Roscoe Goose also acted as an adviser to buyers of horses and served as president of the Kentucky Thoroughbred Breeders Association for three years. Success in racing and wise management of his money made him a very wealthy man. In 1974, author Earl Ruby, with an introduction by U.S. Racing Hall of Fame inductee Eddie Arcaro, told his life story in a book titled The Golden Goose; story of the jockey who won the most stunning Kentucky Derby and then became a millionaire

In 1963, Roscoe Goose was one of the inaugural class of inductees in the Kentucky Athletic Hall of Fame. He is honored with an engraved bronze plaque on display at the Kentucky Exposition Center's Freedom Hall in Louisville.

==Roscoe Goose and Jimmy Winkfield==

In his 2004 book Wink: The Incredible Life and Epic Journey of Jimmy Winkfield, author Ed Hotaling wrote of an incident involving Roscoe Goose at one of the events leading up to the May 6, 1961 running of the Kentucky Derby. Told to the author by Jimmy Winkfield's son, the story was part of publisher McGraw-Hill's press release and has been repeated in numerous publications. The book recounts what happened when Winkfield, an African-American jockey and two-time winner of the Derby who was inducted in the U.S. Racing Hall of Fame, was an invited guest at the National Turfwriters Association banquet held at Louisville's historic Brown Hotel. On his arrival, Winkfield and his daughter Liliane were denied entrance through the front door of the then-still segregated hotel. Decades earlier, prejudice had forced Winkfield out of American racing and he had had to seek work and a new life in Europe. Now, the seventy-nine-year-old Winkfield stood his ground and requested they be allowed in. They were eventually admitted but received the cold shoulder from everyone and were left to sit alone at their table. However, when Roscoe Goose recognized who it was, the white millionaire came over and spent time at their table. Included in Ed Hotaling's book is one of the last public photos ever taken of Jimmy Winkfield showing him and Roscoe Goose sitting together at the ensuing running of the Kentucky Derby.

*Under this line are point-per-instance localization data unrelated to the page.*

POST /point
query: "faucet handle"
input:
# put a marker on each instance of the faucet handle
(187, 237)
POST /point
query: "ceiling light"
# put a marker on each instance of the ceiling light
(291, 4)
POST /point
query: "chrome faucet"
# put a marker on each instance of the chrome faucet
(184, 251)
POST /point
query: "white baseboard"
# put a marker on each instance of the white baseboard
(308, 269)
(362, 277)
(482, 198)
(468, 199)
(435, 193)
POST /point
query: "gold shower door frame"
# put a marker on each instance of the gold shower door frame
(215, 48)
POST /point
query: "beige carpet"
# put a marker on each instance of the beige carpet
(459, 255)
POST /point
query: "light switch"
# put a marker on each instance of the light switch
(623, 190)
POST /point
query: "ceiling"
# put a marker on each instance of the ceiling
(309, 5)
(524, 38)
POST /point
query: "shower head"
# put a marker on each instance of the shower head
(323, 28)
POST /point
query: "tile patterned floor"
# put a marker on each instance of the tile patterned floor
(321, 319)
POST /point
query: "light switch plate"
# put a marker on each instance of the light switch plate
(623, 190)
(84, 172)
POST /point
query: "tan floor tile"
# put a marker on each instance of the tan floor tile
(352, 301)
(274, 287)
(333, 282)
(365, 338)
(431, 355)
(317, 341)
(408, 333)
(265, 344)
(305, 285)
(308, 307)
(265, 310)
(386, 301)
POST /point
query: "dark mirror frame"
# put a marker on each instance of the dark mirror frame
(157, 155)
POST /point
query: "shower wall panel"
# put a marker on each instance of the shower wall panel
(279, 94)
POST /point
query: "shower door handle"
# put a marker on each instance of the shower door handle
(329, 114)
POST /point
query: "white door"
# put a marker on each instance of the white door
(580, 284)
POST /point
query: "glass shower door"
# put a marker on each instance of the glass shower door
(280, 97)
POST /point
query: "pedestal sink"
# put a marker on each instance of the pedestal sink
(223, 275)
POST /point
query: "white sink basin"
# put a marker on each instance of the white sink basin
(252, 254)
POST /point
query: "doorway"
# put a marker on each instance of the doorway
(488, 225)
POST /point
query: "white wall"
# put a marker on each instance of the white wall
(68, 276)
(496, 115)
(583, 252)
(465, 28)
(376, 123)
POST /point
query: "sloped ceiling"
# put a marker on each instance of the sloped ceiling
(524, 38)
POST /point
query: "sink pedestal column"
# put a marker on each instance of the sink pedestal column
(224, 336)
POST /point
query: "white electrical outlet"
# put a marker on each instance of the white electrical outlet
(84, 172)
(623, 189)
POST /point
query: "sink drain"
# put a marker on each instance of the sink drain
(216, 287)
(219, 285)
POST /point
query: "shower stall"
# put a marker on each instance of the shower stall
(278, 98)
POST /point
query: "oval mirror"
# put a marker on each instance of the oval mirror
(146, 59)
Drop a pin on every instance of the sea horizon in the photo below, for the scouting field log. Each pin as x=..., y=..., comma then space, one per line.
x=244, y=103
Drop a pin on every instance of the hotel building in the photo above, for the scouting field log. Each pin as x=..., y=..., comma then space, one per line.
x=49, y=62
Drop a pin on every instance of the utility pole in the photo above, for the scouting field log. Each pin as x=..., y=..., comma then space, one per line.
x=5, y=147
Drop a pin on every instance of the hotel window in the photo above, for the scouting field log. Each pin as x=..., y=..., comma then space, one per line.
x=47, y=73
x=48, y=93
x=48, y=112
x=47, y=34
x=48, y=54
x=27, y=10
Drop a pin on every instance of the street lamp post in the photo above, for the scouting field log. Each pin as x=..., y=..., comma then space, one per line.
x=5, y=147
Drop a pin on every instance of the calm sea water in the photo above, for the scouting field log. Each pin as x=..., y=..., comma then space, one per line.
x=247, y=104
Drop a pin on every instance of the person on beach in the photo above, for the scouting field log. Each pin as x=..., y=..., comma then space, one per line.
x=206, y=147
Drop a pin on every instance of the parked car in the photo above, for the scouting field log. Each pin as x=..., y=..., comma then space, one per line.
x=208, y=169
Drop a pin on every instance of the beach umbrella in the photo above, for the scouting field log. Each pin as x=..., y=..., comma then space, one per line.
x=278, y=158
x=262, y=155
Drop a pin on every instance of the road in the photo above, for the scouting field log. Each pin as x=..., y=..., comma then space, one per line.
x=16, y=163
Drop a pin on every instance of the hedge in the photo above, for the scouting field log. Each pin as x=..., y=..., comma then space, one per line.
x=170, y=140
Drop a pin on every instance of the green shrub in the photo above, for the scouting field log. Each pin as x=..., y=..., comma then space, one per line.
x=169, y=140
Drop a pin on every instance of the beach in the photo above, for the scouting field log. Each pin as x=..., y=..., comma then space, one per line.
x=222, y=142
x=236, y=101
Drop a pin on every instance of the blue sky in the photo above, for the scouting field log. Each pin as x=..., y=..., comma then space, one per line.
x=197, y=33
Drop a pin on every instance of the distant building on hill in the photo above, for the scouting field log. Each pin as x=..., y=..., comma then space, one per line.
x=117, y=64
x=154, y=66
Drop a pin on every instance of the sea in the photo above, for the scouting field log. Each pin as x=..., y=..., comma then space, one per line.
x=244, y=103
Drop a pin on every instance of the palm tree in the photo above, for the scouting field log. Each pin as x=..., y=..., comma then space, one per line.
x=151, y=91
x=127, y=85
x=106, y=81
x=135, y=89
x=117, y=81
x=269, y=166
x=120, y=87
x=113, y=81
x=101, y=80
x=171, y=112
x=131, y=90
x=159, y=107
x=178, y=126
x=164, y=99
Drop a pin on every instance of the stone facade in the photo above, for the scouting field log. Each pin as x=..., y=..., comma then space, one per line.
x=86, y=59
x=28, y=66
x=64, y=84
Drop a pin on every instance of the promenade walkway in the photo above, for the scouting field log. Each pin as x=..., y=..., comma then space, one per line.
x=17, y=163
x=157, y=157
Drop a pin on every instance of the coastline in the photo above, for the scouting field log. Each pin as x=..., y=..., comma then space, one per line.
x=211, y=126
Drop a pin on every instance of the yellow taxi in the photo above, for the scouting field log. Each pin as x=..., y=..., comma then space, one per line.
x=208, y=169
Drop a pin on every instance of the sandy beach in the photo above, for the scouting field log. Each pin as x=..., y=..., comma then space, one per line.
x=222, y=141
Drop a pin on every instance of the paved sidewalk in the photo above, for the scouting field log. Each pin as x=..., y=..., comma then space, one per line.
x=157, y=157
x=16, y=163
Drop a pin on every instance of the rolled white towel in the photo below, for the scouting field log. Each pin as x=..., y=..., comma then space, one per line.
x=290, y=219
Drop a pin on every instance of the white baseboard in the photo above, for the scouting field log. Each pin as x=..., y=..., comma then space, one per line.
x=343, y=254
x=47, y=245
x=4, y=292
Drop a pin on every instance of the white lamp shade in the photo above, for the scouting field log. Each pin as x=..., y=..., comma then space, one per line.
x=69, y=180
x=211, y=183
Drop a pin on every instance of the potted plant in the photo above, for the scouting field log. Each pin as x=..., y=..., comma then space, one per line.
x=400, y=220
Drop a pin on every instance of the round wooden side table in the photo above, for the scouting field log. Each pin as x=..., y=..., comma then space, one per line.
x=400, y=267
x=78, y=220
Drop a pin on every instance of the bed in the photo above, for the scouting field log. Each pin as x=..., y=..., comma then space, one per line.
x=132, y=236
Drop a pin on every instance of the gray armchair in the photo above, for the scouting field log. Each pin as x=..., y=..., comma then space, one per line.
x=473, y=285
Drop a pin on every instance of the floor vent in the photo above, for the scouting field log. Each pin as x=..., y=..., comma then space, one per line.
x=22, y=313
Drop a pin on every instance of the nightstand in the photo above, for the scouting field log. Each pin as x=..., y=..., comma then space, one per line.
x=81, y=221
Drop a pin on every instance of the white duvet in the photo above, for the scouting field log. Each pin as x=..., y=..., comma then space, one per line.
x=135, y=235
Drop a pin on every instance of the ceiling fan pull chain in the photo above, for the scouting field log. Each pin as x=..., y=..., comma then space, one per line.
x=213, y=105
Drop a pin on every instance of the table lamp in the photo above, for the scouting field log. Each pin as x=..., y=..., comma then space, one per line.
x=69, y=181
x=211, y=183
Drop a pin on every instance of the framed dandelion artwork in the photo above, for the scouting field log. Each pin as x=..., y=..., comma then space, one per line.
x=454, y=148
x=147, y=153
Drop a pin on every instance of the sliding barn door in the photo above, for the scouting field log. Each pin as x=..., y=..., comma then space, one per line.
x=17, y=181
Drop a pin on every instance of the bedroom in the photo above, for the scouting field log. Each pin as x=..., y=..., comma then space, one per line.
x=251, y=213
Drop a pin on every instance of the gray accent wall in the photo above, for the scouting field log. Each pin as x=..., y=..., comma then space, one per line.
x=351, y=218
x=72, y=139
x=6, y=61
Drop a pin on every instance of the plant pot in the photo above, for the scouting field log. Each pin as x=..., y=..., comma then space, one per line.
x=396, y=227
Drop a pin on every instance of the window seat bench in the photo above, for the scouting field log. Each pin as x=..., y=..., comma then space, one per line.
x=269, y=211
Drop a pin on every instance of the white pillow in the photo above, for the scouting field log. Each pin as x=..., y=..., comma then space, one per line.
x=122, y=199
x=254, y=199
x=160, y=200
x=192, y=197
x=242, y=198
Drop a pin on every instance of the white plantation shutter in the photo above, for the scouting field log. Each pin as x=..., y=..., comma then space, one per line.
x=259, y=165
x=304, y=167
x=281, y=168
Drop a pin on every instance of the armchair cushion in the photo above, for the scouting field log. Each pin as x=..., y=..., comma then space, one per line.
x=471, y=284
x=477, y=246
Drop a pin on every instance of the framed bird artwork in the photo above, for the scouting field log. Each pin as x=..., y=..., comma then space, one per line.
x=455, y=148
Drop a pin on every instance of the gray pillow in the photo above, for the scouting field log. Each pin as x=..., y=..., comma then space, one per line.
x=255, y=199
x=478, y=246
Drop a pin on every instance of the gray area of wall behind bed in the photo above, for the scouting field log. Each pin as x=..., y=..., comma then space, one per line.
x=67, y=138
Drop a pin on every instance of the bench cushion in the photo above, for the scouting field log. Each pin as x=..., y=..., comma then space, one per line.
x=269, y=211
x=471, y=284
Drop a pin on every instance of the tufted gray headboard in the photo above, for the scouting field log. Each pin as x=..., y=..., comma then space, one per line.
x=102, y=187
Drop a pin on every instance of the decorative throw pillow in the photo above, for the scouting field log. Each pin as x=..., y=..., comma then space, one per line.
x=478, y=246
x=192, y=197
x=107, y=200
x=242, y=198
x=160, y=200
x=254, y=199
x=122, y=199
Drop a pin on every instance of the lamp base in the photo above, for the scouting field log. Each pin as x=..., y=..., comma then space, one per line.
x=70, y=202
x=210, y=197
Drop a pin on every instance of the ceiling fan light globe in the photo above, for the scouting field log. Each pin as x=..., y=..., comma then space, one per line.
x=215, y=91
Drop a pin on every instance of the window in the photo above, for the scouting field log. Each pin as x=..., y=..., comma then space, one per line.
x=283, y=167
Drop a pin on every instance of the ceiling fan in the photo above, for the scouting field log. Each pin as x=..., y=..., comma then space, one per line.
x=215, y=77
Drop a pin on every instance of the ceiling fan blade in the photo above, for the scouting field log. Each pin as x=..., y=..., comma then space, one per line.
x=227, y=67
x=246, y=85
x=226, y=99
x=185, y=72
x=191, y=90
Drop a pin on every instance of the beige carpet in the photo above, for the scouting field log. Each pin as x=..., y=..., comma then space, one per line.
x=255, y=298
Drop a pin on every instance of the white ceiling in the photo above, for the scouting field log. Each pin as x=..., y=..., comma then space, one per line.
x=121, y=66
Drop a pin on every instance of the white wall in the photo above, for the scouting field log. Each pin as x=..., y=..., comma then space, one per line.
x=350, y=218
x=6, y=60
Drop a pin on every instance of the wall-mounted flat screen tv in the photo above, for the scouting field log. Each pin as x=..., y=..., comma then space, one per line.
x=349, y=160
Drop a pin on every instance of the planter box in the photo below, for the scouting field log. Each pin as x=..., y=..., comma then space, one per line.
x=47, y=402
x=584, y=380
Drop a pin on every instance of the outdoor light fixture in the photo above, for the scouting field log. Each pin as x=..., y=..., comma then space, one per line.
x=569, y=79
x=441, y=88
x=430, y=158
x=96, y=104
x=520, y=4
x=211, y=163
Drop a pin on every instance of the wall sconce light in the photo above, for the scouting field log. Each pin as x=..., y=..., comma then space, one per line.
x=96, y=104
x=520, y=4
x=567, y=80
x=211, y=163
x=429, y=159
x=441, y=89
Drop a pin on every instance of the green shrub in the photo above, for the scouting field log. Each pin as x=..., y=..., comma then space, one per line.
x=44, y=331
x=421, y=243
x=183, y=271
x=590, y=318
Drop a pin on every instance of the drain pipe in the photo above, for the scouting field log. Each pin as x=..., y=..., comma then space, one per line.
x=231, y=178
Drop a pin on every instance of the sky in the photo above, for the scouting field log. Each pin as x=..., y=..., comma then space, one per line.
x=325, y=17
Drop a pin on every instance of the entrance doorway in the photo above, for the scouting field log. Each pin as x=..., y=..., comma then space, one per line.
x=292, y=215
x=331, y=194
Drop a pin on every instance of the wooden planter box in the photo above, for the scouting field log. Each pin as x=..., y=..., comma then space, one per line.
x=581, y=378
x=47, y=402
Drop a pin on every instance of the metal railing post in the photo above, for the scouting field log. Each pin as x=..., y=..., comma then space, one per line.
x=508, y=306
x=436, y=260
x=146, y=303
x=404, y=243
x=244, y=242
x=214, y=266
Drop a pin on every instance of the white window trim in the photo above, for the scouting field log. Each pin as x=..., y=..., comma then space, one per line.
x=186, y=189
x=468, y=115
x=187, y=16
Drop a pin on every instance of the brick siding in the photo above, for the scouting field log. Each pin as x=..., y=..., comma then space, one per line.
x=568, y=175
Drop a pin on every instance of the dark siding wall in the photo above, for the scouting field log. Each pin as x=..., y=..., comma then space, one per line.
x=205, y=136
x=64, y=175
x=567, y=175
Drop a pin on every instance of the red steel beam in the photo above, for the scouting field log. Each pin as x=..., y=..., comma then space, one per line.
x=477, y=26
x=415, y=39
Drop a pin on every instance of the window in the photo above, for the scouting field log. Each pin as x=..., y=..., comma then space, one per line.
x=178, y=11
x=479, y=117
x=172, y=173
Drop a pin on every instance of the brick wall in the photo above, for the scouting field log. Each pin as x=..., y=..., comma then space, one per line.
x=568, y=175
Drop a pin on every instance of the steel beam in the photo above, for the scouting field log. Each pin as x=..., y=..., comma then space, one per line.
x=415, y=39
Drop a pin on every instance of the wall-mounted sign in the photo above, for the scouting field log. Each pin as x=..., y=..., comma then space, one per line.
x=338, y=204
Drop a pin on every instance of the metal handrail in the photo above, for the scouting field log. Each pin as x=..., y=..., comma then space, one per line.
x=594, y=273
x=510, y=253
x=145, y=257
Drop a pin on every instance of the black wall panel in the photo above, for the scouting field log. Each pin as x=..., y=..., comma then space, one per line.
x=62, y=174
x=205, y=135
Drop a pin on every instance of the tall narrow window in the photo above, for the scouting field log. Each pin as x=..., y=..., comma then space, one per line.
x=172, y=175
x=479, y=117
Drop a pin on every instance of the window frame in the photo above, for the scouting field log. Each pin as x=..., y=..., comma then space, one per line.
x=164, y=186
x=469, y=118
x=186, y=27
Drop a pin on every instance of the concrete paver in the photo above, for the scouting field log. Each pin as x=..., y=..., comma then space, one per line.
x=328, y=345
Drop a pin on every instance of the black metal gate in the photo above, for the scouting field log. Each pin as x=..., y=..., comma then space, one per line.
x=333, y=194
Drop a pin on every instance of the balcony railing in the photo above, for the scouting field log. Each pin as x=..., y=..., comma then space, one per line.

==Family, death and legacy==
Goose's brother Carl was also a jockey who won the 1913 Kentucky Oaks but shortly after died at age 22 in a racing accident on October 15, 1915, at Latonia Race Track.

Roscoe Goose died in Louisville, Kentucky in 1971 at the age of 80. His former home is on the National Register of Historic Places. He is buried in Louisville's Cave Hill Cemetery.

The 2006 single "Roscoe" by American indie folk band Midlake makes a titular and lyrical reference to Goose, further elaborated upon in the lyric "been born in 1891".